Al 40 jaar staat Jos op de weekmarkt in Etten-Leur: ‘De markt is alles voor me’

Bossen bloemen, flessen wijn en cadeautjes. Er was woensdagochtend een feestje in Etten-Leur. Jos van der Wijst staat daar namelijk al veertig jaar op de weekmarkt. Al die jaren komt hij helemaal vanuit Sint-Oedenrode naar Etten-Leur toe. Dat hij het al zo lang volhoudt laten zijn klanten niet zomaar ongemerkt.

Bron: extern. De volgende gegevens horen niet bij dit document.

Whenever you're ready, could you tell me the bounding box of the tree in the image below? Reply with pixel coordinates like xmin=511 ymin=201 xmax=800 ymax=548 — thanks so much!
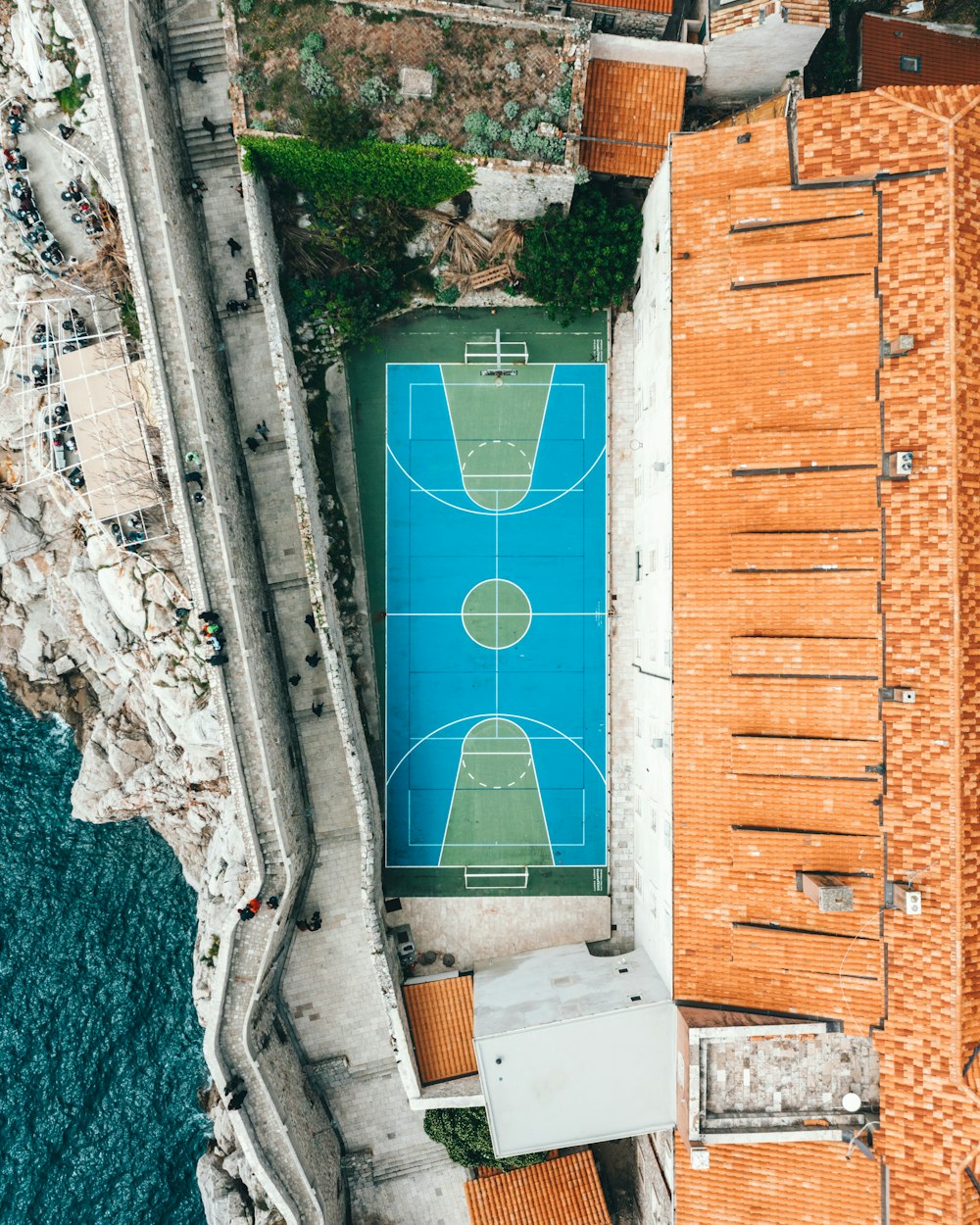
xmin=424 ymin=1106 xmax=547 ymax=1170
xmin=515 ymin=184 xmax=643 ymax=323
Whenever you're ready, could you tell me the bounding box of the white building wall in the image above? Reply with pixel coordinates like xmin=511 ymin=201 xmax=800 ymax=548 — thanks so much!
xmin=699 ymin=18 xmax=824 ymax=103
xmin=632 ymin=163 xmax=674 ymax=986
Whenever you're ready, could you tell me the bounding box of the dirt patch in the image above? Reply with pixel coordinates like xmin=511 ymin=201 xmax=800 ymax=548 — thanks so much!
xmin=238 ymin=0 xmax=573 ymax=162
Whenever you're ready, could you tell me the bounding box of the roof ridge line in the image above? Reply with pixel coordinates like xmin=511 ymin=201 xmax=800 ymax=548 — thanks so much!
xmin=872 ymin=84 xmax=980 ymax=127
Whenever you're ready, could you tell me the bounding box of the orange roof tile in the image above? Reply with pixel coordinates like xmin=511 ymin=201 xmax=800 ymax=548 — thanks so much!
xmin=861 ymin=13 xmax=980 ymax=89
xmin=466 ymin=1150 xmax=612 ymax=1225
xmin=709 ymin=0 xmax=831 ymax=39
xmin=671 ymin=86 xmax=980 ymax=1225
xmin=403 ymin=974 xmax=476 ymax=1084
xmin=589 ymin=0 xmax=674 ymax=16
xmin=579 ymin=60 xmax=687 ymax=179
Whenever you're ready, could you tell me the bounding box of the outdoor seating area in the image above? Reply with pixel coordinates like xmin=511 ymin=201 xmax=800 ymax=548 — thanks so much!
xmin=4 ymin=294 xmax=170 ymax=550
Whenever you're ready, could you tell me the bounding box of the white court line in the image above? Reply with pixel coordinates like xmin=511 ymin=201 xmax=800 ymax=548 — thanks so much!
xmin=385 ymin=710 xmax=607 ymax=787
xmin=385 ymin=442 xmax=606 ymax=518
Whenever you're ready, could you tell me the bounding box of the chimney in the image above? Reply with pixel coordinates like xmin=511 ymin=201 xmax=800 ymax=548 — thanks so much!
xmin=797 ymin=872 xmax=854 ymax=914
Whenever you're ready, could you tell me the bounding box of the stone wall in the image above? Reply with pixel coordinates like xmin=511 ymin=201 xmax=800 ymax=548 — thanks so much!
xmin=245 ymin=168 xmax=420 ymax=1098
xmin=62 ymin=0 xmax=343 ymax=1225
xmin=568 ymin=0 xmax=667 ymax=38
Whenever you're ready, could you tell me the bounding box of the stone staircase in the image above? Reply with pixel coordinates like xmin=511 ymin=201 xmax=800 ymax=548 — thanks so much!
xmin=167 ymin=21 xmax=238 ymax=177
xmin=372 ymin=1141 xmax=458 ymax=1182
xmin=167 ymin=21 xmax=228 ymax=77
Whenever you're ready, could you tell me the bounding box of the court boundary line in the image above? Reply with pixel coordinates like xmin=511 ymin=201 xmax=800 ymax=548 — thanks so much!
xmin=385 ymin=362 xmax=612 ymax=877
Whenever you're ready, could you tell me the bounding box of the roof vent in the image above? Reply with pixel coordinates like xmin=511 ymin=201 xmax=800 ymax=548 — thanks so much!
xmin=878 ymin=685 xmax=915 ymax=706
xmin=885 ymin=881 xmax=922 ymax=915
xmin=882 ymin=332 xmax=915 ymax=358
xmin=797 ymin=872 xmax=854 ymax=914
xmin=885 ymin=451 xmax=912 ymax=480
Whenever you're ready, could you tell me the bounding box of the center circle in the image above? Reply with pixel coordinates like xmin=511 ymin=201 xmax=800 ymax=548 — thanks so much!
xmin=462 ymin=578 xmax=530 ymax=651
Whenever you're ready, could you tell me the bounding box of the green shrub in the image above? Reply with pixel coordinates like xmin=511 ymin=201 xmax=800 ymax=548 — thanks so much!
xmin=464 ymin=136 xmax=494 ymax=157
xmin=299 ymin=60 xmax=341 ymax=98
xmin=299 ymin=29 xmax=327 ymax=60
xmin=358 ymin=76 xmax=391 ymax=107
xmin=464 ymin=111 xmax=490 ymax=136
xmin=517 ymin=184 xmax=643 ymax=322
xmin=241 ymin=136 xmax=475 ymax=209
xmin=424 ymin=1106 xmax=547 ymax=1170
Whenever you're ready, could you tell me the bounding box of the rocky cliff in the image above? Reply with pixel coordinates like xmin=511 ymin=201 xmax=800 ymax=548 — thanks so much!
xmin=0 ymin=0 xmax=280 ymax=1225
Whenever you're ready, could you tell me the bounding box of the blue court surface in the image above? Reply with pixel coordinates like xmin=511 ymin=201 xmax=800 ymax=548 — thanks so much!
xmin=385 ymin=364 xmax=608 ymax=893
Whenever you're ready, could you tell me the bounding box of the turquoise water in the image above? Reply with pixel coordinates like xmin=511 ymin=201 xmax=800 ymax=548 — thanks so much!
xmin=0 ymin=686 xmax=209 ymax=1225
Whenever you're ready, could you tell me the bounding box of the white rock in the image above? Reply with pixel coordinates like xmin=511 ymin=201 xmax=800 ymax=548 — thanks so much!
xmin=53 ymin=9 xmax=81 ymax=39
xmin=42 ymin=60 xmax=74 ymax=94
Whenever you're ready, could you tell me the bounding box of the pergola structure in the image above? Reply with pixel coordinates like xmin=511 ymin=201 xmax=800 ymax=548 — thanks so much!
xmin=4 ymin=293 xmax=171 ymax=545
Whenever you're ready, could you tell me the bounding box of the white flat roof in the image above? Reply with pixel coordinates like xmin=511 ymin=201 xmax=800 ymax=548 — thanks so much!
xmin=473 ymin=945 xmax=676 ymax=1156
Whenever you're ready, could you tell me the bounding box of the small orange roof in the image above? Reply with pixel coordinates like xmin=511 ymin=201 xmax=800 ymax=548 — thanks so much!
xmin=578 ymin=60 xmax=687 ymax=179
xmin=861 ymin=13 xmax=980 ymax=89
xmin=589 ymin=0 xmax=674 ymax=16
xmin=403 ymin=974 xmax=476 ymax=1084
xmin=466 ymin=1150 xmax=612 ymax=1225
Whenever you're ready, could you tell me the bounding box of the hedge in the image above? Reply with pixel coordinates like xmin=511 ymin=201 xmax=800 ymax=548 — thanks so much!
xmin=241 ymin=136 xmax=475 ymax=209
xmin=422 ymin=1106 xmax=548 ymax=1170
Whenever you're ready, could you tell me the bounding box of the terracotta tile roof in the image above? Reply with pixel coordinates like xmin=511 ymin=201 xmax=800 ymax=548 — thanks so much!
xmin=589 ymin=0 xmax=674 ymax=16
xmin=466 ymin=1150 xmax=612 ymax=1225
xmin=403 ymin=974 xmax=476 ymax=1084
xmin=861 ymin=13 xmax=980 ymax=89
xmin=709 ymin=0 xmax=831 ymax=39
xmin=675 ymin=1143 xmax=882 ymax=1225
xmin=671 ymin=86 xmax=980 ymax=1225
xmin=579 ymin=60 xmax=687 ymax=179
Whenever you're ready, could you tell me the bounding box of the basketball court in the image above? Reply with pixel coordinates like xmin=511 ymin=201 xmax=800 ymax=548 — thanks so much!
xmin=385 ymin=333 xmax=608 ymax=896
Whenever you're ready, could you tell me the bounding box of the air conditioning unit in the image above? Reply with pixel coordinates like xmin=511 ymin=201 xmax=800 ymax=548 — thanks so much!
xmin=885 ymin=881 xmax=922 ymax=915
xmin=883 ymin=332 xmax=915 ymax=358
xmin=878 ymin=685 xmax=915 ymax=706
xmin=885 ymin=451 xmax=912 ymax=480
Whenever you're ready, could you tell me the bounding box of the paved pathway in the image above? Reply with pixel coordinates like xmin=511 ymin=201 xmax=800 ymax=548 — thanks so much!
xmin=82 ymin=0 xmax=336 ymax=1225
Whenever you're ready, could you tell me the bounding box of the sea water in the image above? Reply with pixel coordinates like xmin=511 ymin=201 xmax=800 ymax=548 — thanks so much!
xmin=0 ymin=686 xmax=209 ymax=1225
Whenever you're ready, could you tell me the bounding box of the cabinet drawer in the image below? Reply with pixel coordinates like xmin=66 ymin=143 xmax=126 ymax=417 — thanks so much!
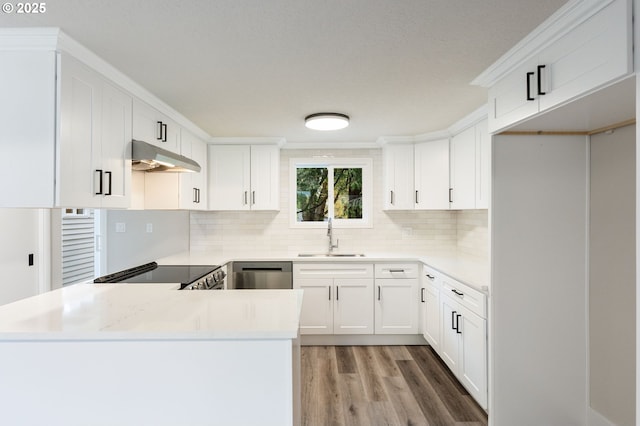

“Ik heb echt heel veel felicitaties, cadeautjes en lieve woorden gehad. Daar krijg ik tranen in mijn ogen van”, begint Jos. Toen hij 20 jaar oud was stond hij voor het eerst op de markt. “Ik heb nog meegemaakt dat waar we nu stonden, de snelweg A58 lag. Dat kun je je nu niet meer voorstellen.”

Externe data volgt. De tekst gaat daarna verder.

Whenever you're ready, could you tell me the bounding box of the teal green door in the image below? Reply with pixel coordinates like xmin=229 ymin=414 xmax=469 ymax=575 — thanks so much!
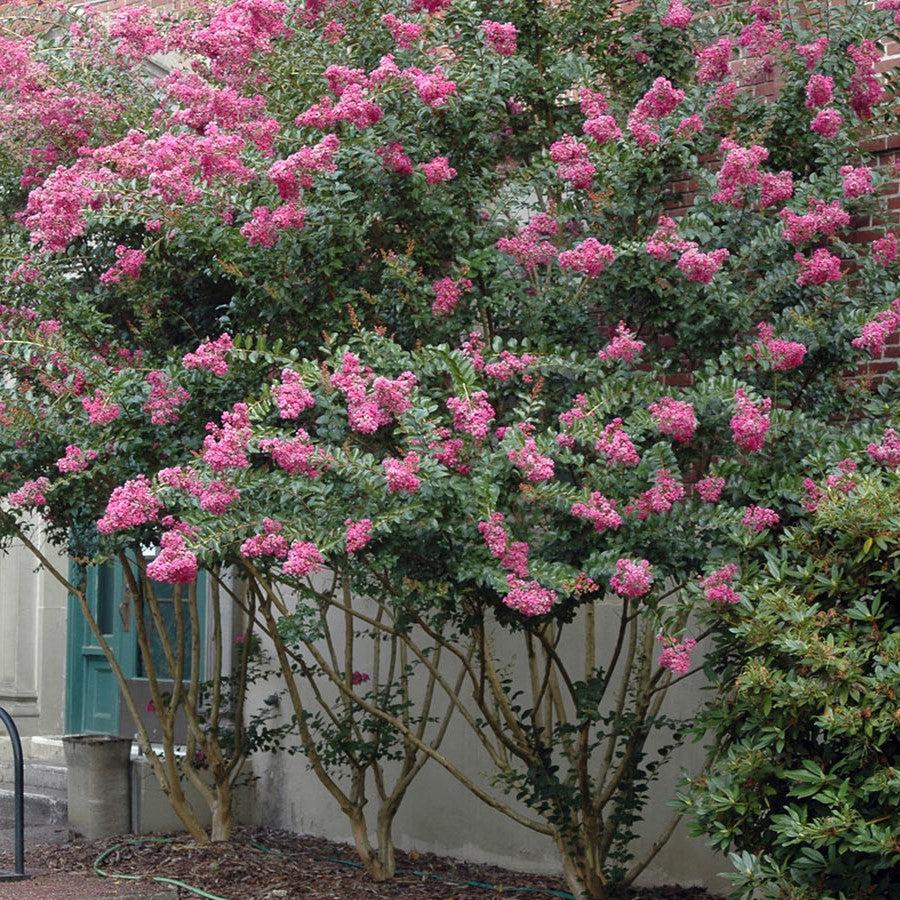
xmin=66 ymin=563 xmax=205 ymax=734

Ik kom hier iedere week met plezier naartoe.
Waarom Jos iedere week zo’n eind rijdt om op de markt van Etten-Leur te staan? Toen hij begon met zijn kraam kon hij nergens in zijn eigen regio terecht. “Ik ben daardoor in Etten-Leur verzeild geraakt en kom hier dus nog steeds iedere week met plezier naartoe.”
Dat is een wekelijkse rit van 160 kilometer. “Als het lekker weer is wil ik wel eens mijn racefiets meenemen. Dan rijdt mijn zoon met de kraam terug en ik kan dan nog even lekker sporten.” Al tien jaar werkt zijn zoon bij hem en ook Jenny is een vast gezicht voor de klanten in Etten-Leur. “Zonder hun kan ik dit niet.”
Voor weinig geld proberen wij de mensen blij te maken.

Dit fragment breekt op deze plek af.